Affiliated Organisations

The Haller Foundation
www.thehallerfoundation.com
Is committed to sustainable ecosystem thinking. Its primary objective is to raise money to support and promote the pioneering work and principles of Dr Rene Haller. The foundation aims to set up training and education programmes demonstrating how wildlife conservation, sustainable agriculture and wildlife conservation can be effective and commercially viable.

Bamburi Cement Company
www.bamburicement.com
Under the management of pioneering industrialist, Dr. Felix Mandel, the Bamburi Cement Factory started production in 1954. Using the extensive coral deposits along the Kenyan coast and new techniques for cement production, the factory has since become the largest manufacturing export earner in Kenya, producing 1.3 million tons of cement a year. 

Through a series of acquisitions, Lafarge, the second largest materials group in the world, became the main shareholder and currently provides technical management and support, for the enterprise.  It was Dr. Mandel who initiated the Agriculture and Garden Department at Bamburi, and employed Dr. Haller to run it. 

Dr. Haller then extended his role and started experimenting on how to rehabilitate the quarries that had been mined by the cement factory.  He retired from the company at the turn of the Millennium but continues to be involved in an advisory capacity and through the Baobab Trust. Bamburi's rehabilitation programme is now run by Baobab Farm (see below), but in some parts of the site this has been stalled or hampered by conflicting policy priorities.  The Haller Foundation hope to be able to get it back on track so that it can be used as a Centre of Excellence for Mining Rehabilitation. 

Baobab Farm Ltd. (now Lafarge Eco Systems)

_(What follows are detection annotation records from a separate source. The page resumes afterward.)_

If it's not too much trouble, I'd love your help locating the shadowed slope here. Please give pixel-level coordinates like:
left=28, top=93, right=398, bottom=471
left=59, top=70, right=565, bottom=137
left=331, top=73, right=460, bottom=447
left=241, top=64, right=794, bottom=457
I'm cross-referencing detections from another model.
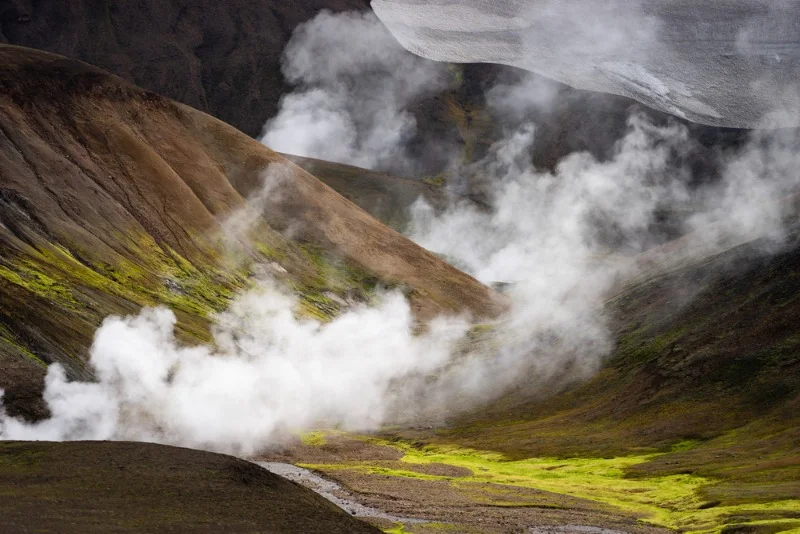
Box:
left=0, top=46, right=501, bottom=417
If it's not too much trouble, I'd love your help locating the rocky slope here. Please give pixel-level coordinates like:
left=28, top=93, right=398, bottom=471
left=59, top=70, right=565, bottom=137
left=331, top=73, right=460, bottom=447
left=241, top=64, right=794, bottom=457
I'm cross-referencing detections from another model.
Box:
left=0, top=0, right=369, bottom=136
left=0, top=442, right=380, bottom=534
left=0, top=46, right=502, bottom=417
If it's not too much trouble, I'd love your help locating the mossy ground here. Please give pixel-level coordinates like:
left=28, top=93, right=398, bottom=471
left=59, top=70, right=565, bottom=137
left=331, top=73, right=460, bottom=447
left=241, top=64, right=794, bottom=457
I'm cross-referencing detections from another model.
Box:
left=290, top=432, right=800, bottom=533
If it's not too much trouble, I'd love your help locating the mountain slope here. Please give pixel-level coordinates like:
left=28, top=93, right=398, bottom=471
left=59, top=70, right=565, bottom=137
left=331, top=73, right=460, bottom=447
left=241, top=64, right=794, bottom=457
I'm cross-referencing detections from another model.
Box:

In his capacity of 'Head of the Garden Department' at Bamburi, Dr. Haller, started producing vegetables, then ventured into poultry, sheep, goats and dairy.  By 1977 the 'Garden Department' had become an economically viable and self-sustaining and so was spun off as a separate enterprise - Baobab Farm.  Dr. Haller expanded the farm to include guinea fowl, quail, ostriches, crocodiles and tilapia fish, all of which were available, as fresh produce, from the Baobab Farm Shop.  Today, Baobab Farm is managed as a unit of Bamburi Cement Ltd.  Some of its activities have been transferred to Baobab Trust (see below) but the main current ones are:

Tourism: The reclaimed quarries of Bamburi have nearly 100,000 visitors a year, enjoying the wildlife of Haller Park, the guided tours, lectures, films, restaurant and bar, as well as the nature and cycle trails.

Crocodile Farm: 6000 crocodile eggs are hatched annually from both the farm's own breeding adults and from eggs collected from the Tana River area.  A community programme, set up in this area, encourages locals to conserve the crocodiles by rewarding them for hatchlings, as well as running a crocodile breeding programme.  Apart from being a tourist attraction, the crocodiles are sold for their meat and skins both locally and for export.

Shimba Hills Association
For many years the Shimba Hills National Reserve has suffered from declining gate revenues, which have impacted the ability to manage wildlife and to maintain its infrastructure. An support group comprising of interested members of the public has been set up which has the following objectives

  • To enhance wildlife and habitat conservation in the reserve
  • To assist in fund raising
  • To promote a diverse pool of expertise which can be tapped in to to help in the management of the reserve.

To create public awareness and win local support.
Baobab Trust makes an active contribution to the Shimba Support Group offering expertise on wildlife issues, use of its premises, assistance in building projects and the promotion of tourism.